I grew up in NJ and got used to not pumping my gas because of the law. Having fled the GardenOil-Petrochemical-Manufacturing State in '95, I’d been pumping my own gas for years. Fast forward to ~2005, when I took a road trip home from Montana, I made the same mistake @bump did, but got more of a nasty glare from the attendant. After throwing shade, he went to open his mouth to “lecture” me, but I just pointed to the Montana plate on my truck.

Tripler
@Crafter_Man, you shoulda delayed yer trip a few years.

Around here, you can still get it over the counter, but it’s literally over the pharmacist’s counter, as opposed to on the shelves like ibuprofen. You have to go ask for it at the counter, they probably will only give you one box at a time, and I think they might log your purchase or something (it’s been a long time since I bought anything like that).

You’re just raising all kinds of suspicion! :laughing:

What the hell is the rationale for the pumping gas thing?

I mean, sure, a tiny fraction of people are morons that shouldn’t be driving let alone pumping their own gas. That does not seem to warrant hiring full time people to do it.

Is it just a job creation thing? I mean, yeah, this used to be standard fare and a nicety, but I can’t help but feeling I’m paying for it somehow.

Not that it matters much, only one in a long list of reasons I avoid Jersey at all costs.

We bought a lake house as a second house several years ago. We wrote a letter how it would be used for me while I was teaching part-time at the local college, but also for our family and grandkids to use and enjoy beyond that. The sellers were an elderly couple battling end-stage cancer. Our relator said they picked our offer versus others whom they thought would have used it as weekend-only party place. I can see how the buyers read between the lines to keep younger people out.

Minnesota not only has 3.2 beer in gas stations and grocery stores, but also a law that liquor can’t be sold in the store itself; it has to have a separate entrance and check out. It probably helps in setting hours that sales are allowed and for checking IDs. And only recently could liquor stores be open on Sundays; car dealers are still closed on Sunday.

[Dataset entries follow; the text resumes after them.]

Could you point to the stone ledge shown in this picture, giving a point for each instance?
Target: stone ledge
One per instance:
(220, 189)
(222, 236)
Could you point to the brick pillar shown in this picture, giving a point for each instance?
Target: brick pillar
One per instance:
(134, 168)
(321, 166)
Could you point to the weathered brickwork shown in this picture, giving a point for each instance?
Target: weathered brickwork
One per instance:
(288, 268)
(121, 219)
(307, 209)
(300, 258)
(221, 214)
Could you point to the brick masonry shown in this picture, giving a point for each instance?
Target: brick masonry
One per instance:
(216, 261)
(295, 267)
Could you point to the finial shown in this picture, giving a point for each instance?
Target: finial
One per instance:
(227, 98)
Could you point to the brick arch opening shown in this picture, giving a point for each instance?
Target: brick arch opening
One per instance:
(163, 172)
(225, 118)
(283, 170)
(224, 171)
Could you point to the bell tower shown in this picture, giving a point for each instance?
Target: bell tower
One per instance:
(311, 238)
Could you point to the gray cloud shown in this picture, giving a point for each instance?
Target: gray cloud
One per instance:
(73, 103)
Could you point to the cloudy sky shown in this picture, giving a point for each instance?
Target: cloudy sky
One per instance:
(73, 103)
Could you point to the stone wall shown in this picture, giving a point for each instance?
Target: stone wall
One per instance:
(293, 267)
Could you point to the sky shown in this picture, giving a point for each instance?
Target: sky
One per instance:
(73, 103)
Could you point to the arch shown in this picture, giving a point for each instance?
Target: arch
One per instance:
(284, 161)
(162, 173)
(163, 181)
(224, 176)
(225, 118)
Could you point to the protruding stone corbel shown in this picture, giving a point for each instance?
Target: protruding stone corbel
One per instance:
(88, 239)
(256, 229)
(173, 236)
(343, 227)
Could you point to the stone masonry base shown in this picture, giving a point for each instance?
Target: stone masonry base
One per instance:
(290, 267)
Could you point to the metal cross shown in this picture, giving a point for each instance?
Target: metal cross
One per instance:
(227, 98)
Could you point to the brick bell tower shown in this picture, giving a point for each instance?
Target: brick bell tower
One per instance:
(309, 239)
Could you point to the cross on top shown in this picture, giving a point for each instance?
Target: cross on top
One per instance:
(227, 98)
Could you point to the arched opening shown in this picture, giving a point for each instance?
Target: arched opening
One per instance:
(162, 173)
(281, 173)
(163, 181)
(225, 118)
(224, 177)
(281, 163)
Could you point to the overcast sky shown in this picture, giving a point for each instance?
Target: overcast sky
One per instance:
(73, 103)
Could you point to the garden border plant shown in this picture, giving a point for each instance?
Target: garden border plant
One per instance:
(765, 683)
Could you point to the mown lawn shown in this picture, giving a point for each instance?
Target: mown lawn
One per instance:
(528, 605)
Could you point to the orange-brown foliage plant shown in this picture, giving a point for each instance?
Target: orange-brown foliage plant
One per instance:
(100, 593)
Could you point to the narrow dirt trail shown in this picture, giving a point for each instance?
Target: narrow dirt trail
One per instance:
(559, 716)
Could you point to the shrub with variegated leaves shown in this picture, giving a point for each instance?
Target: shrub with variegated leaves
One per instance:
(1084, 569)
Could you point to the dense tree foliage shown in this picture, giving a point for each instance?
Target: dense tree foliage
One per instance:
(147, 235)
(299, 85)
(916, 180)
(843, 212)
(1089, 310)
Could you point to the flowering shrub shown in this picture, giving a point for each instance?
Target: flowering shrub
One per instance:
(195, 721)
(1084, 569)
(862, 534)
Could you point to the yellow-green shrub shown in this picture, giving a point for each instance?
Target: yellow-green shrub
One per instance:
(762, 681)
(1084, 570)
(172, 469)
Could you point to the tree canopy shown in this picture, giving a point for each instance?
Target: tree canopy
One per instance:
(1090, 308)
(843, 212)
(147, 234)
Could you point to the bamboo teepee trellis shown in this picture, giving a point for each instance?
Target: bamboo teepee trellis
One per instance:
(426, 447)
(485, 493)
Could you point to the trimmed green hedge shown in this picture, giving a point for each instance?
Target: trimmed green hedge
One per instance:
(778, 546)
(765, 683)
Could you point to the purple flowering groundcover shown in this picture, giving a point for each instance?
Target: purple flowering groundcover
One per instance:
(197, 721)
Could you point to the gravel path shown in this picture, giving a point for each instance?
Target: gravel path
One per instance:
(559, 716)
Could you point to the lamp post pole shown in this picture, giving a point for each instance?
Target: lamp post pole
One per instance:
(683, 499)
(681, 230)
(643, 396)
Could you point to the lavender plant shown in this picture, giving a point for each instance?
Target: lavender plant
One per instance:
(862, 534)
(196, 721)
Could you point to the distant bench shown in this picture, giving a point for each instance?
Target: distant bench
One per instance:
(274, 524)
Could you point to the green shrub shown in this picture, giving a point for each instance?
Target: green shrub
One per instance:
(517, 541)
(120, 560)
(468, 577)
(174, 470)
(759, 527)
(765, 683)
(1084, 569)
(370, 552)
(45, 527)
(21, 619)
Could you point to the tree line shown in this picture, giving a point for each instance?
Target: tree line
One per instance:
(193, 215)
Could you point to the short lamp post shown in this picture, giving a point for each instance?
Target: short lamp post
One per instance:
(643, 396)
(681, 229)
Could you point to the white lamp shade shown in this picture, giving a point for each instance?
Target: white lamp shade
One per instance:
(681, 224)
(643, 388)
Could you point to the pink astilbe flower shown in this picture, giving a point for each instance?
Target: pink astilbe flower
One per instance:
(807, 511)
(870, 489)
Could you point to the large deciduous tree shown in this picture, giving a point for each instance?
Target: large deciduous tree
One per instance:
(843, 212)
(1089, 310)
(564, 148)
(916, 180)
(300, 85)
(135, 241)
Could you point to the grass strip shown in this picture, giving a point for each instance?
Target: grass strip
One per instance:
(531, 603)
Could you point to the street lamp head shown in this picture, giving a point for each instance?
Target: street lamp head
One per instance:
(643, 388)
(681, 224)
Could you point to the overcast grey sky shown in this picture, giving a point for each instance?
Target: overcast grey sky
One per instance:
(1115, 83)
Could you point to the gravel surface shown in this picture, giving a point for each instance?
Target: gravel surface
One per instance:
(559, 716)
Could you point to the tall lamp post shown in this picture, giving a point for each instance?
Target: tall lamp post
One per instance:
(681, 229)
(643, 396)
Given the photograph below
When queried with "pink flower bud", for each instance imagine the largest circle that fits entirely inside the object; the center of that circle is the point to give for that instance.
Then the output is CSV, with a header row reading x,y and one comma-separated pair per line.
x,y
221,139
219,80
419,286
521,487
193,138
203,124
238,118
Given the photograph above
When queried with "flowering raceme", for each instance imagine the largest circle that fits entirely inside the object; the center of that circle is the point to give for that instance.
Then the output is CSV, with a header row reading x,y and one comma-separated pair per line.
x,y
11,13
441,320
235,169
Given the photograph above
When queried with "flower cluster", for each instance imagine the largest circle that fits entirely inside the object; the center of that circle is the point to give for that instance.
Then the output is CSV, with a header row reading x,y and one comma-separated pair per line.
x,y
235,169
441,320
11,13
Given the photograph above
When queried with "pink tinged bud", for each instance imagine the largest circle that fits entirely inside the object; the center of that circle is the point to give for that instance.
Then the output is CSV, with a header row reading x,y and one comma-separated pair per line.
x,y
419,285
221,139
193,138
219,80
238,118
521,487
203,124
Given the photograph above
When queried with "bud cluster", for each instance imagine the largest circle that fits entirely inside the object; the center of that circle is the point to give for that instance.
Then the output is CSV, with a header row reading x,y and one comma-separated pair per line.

You’d think that the absolute fact that hundreds of millions of other people in the US, not to mention other countries have managed to safely pump their own gas for decades would eliminate that as a realistic option.

My guess is that it’s a hold-over from the era when self-service pumps were emerging. Wouldn’t have been station owners; they just pivoted from being gas/service stations to being gas/convenience stores everywhere else; they probably make more money that way than before. I wouldn’t imagine the gas station pump attendants have ever had much of a lobby, so that’s unlikely.

My guess is that some well-meaning state legislators figured it was an easy way to prevent a degree of job loss, and it could conveniently be cloaked in public safety rhetoric, and the cost could be passed on to consumers. Win-win for everyone but drivers, who barely notice the difference in cost anyway.